1. Insurance requires a mental health diagnosis
To use insurance, I would be required to assign a diagnosis that becomes part of your permanent medical record. The traditional medical model views symptoms as the result of a disorder, which is not how I see mental health. For many clients—especially people-pleasers, perfectionists, trauma survivors, and couples—a diagnosis doesn’t reflect the full picture of how these parts of you initially formed or what you need to heal. Diagnoses can also have lasting effects on life insurance, disability coverage, or certain background checks.
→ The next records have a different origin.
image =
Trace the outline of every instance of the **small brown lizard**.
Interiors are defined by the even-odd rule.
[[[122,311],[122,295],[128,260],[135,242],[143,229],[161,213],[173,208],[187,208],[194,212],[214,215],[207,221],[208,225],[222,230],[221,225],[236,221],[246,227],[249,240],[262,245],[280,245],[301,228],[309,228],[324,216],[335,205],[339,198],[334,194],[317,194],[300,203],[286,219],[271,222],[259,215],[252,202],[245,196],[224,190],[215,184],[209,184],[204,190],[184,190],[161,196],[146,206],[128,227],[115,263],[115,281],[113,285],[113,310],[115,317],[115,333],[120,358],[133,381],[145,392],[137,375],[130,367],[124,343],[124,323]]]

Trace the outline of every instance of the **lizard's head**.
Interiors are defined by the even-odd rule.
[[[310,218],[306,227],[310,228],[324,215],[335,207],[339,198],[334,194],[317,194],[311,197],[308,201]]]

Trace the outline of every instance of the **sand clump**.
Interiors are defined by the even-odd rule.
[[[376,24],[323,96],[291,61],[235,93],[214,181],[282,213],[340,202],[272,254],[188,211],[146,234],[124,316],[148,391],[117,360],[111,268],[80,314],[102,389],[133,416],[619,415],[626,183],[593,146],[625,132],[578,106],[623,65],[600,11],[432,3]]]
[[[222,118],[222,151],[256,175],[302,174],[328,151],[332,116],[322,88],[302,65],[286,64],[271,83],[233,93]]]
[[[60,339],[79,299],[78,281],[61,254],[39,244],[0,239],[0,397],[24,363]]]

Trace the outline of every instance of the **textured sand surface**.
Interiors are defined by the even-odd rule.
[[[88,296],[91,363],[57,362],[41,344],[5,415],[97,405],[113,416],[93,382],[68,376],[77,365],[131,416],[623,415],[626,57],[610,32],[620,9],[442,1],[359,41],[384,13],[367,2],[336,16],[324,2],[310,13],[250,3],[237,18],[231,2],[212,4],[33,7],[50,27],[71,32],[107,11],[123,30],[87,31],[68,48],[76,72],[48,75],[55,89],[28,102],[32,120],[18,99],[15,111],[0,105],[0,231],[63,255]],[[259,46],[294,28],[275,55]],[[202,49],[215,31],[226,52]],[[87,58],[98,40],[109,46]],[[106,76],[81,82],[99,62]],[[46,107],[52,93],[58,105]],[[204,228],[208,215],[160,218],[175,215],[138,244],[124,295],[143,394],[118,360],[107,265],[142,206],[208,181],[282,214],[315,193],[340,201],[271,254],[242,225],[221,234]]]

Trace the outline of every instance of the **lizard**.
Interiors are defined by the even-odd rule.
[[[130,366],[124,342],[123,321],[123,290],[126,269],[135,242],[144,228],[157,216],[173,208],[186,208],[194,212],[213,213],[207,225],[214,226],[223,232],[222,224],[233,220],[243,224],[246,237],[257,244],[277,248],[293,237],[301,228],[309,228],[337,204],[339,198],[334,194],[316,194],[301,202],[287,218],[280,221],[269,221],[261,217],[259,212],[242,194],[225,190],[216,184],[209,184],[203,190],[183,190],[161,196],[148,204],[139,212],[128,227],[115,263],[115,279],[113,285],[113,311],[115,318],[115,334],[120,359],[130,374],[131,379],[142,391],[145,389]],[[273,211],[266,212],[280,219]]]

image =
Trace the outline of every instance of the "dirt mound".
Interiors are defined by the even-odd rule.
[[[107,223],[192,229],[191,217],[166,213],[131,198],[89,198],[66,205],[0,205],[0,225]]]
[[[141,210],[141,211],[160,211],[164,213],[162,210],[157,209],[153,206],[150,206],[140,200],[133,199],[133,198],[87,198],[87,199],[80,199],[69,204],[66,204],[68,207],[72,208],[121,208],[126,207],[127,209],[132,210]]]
For these reasons, I choose to work on a private-pay basis.
2. Insurance dictates what “counts” as therapy
Insurance companies get to decide:
what we work on
how often we meet
how long therapy can continue
whether your goals are “medically necessary”
But your inner world, your relationships, and your emotional patterns deserve more than a box checked on a form.
3. Insurance limits the kind of therapy I can offer
Most plans only cover certain modalities or short-term work focused solely on symptom reduction. IFS, relational systems therapy, and depth-oriented couples work are usually not accepted approaches—even though they are effective for long-term, sustainable change.
4. Insurance requires sharing personal information
To get sessions approved, I must provide clinical notes and treatment plans that many clients prefer to keep private. Opting out means your therapy stays fully confidential between us.